Ветер рвался из боковых улиц, сбивал дыхание, утаскивал слова.
Возле реки стало чуть легче. Нина замолчала, Ялов как-то подобрался, уставился на Заречье, растянувшееся на другом берегу.
Они остановились в конце набережной у знаменитых букв, где фотографировались, хохоча, подростки. Невдалеке страстно целовалась молодая парочка.
Щеки у Нины пылали, как бывало после прогулки в ветреный день. Она промокнула нос влажной салфеткой, отбросила волосы со лба. Не лучшее время для объяснений, но другого не будет, наверное.
Она перегородила Ялову дорогу, заслонила собой воду, небо и землю, чтобы ему не за что было уцепиться взглядом. Заставила себя смотреть ему в лицо.
– Знаешь, я… – начала.
Он отступил. Разве что руками не закрылся.
Лицо плоское, пустое.
– Я пойду. Не ходи со мной, – развернулся и зашагал прочь.
Лучше обжигающего чая с каплей бальзама «Прикамье», лучше десятичасового сна под теплым одеялом, лучше горячей ванны – то мгновение, когда ты, возвращаясь с улицы, вступаешь из холода в тепло.

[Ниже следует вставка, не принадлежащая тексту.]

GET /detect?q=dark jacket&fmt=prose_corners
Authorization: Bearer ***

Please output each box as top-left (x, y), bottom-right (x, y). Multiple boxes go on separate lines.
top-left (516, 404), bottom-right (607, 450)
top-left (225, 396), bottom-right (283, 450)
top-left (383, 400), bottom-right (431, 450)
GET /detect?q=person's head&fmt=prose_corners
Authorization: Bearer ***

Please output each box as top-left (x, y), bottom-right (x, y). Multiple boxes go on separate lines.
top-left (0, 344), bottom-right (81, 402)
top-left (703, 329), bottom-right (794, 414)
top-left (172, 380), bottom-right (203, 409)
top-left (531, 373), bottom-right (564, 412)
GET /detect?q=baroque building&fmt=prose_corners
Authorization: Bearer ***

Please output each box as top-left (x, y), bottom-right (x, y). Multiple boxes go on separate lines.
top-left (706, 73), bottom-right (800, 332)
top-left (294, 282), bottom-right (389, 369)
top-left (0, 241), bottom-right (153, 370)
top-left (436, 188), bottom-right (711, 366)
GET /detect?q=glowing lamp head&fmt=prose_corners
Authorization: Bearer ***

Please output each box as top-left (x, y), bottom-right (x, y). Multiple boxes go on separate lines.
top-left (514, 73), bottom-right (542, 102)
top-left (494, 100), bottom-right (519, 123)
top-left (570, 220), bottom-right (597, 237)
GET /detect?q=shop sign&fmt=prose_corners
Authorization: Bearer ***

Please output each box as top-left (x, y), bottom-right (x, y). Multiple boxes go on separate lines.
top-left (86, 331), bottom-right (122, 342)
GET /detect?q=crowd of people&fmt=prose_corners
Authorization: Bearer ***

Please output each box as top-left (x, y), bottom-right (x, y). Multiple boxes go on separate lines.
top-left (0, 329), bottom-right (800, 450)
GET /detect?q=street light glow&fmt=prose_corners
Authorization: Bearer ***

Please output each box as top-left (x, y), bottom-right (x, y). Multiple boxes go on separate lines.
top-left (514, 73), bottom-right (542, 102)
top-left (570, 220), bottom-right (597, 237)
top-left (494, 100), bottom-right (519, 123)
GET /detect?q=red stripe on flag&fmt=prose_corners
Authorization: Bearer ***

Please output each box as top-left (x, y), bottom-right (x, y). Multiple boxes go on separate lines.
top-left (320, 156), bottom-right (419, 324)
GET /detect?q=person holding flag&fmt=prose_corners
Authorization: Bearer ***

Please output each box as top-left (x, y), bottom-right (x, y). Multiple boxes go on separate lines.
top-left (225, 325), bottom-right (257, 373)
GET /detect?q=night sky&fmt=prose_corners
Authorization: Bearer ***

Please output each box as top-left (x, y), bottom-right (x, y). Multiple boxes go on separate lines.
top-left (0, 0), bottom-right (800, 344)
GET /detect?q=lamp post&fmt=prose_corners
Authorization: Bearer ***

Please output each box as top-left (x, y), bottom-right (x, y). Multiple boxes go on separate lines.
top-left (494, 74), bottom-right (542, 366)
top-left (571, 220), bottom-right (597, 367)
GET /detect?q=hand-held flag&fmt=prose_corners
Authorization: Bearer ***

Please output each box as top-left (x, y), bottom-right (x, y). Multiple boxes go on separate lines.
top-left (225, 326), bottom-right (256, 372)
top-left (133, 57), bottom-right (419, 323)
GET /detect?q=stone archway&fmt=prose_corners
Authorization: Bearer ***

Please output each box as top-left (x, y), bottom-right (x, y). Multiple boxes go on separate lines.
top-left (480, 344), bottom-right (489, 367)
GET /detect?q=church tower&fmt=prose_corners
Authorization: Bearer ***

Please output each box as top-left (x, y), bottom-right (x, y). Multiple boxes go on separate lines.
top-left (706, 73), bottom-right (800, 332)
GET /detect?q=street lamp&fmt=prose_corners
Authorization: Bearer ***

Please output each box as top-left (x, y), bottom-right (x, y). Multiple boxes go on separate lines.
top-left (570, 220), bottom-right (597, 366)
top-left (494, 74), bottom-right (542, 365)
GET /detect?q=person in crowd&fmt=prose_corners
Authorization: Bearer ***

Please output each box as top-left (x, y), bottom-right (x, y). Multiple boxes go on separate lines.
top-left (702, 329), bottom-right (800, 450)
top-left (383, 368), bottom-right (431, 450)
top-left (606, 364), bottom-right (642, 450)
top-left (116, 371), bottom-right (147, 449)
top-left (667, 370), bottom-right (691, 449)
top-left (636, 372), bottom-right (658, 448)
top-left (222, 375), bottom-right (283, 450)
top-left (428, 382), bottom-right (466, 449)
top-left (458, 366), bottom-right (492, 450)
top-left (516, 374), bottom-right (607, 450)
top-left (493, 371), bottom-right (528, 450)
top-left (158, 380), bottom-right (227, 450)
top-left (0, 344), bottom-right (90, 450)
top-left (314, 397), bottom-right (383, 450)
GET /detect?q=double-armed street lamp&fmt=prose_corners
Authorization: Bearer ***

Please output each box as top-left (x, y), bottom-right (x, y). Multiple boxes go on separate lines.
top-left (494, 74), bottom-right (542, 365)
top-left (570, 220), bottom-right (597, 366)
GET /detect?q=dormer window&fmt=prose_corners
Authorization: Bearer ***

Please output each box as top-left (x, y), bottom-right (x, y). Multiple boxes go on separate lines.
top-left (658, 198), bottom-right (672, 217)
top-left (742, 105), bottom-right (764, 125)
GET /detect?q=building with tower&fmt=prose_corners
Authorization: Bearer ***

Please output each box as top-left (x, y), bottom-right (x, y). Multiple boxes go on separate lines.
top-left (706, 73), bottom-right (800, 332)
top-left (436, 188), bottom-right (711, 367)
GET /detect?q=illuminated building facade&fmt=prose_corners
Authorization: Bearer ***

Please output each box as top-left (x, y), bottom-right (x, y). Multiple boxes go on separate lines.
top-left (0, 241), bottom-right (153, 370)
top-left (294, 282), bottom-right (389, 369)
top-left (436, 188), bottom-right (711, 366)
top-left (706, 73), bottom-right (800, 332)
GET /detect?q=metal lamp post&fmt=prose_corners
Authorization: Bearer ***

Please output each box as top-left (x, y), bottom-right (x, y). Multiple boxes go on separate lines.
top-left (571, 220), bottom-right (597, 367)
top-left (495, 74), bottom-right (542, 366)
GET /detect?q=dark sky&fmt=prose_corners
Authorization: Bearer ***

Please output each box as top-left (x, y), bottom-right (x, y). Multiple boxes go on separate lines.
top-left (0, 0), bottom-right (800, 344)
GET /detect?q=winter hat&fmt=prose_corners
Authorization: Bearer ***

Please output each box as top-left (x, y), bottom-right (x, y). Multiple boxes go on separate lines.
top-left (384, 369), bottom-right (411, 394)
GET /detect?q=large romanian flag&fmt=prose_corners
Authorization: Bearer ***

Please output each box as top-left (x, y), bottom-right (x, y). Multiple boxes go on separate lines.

Настоящий ноябрь – секунда, пока ты перешагиваешь порог.
Именно поэтому не существует никакого ноября.
Тридцать первого октября мы проваливаемся прямиком в зиму.
Нину выкинуло из сна в сердцевину выстывшего трамвая. Круглые лампы-таблетки горели болезненным зеленоватым огнем. Пустой вагон раскачивался, бежали тени, за окном вспыхивали и гасли, заслоненные домами, рыжие фонари. Голова у нее страшно болела, во рту стоял мерзкий привкус, от неудобного положения свело мышцы.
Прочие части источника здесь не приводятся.